Microsoft kills off one of their most useful and innovative products.
Today, Microsoft announced yet another reshuffle of their online services. ‘Windows Live’ is dead, now to be known by the names for individual services.
According to Microsoft, and duly parroted elsewhere, Live Mesh is being ‘replaced’ by Skydrive. But that’s total bollocks. Skydrive is a poor substitute for Live Mesh. It’s like saying a bicycle is a total replacement for your car.
Microsoft has a page “Skydrive for Mesh users” which must have sorely taxed the abilities of even Redmond’s creative writing experts.

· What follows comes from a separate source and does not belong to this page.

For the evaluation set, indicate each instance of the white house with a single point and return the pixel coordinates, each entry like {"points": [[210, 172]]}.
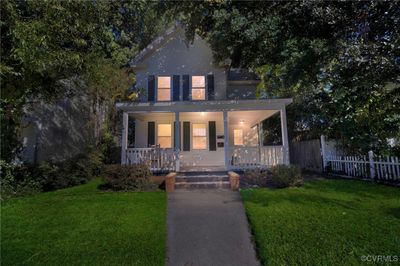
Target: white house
{"points": [[196, 114]]}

They had to put a positive spin on a bad situation while avoiding mention of the many losses for customers.
Check out this table of Live Mesh features and how to get it on Skydrive. Please try to restrain your laughter and indignation:
The left column omits most of the Live Mesh features entirely and even when mentioned they are carefully worded to bypass the greater abilities. For example both products can indeed ‘Access files on a PC when you’re away’ but Live Mesh does that by giving you full access to the remote computer (via Remote Desktop technology) while Skydrive merely lets you copy files from the remote computer. The table mentions IE settings but nothing about Office settings.
What Microsoft customers have lost and were missing from Microsoft’s table:
- Peer to Peer synchronization – in effect making your own cloud storage without involving Microsoft’s servers.
- Unlimited synchronization space without cloud limits
- Sync a single file up to 40GB (Skydrive’s max is 2GB)
- Syncing folders of your choice
- See status of synchronization in progress
- Sync hidden files
- Remote Access to another computer
- Sync of Internet Explorer settings across computers
- Sync of some Microsoft Office settings between computers (dictionaries,Outlookemail signatures, styles and templates)
There’s also features that have been removed from Live Mesh as Microsoft gradually emasculates the product. Live Mesh did have the ability to only sync recent files, younger than 30 or 60 days. This let you have an automatic cloud backup of recent documents without worrying about the larger combined size of older files.
Under the hood, Live Mesh is a better technology. It was based around the idea of ‘feeds’ similar to RSS feeds we use for news but a lot more complicated and powerful. This concept meant there was the ability for developers to make programs that made use of the online storage – for example the IE and Office teams could save/get settings. Other clever uses of this technology were killed before they reached the public.
It also made Live Mesh more easily deployed to multiple systems (which is one reason why Microsoft execs hated Live Mesh – it wasn’t sufficiently locked into Windows).
Anyone who thinks that Microsoft acts in the best interests of their customers has only to look at the demise of Live Mesh. A good and useful system that was buried by Microsoft’s greed and broader corporate strategy.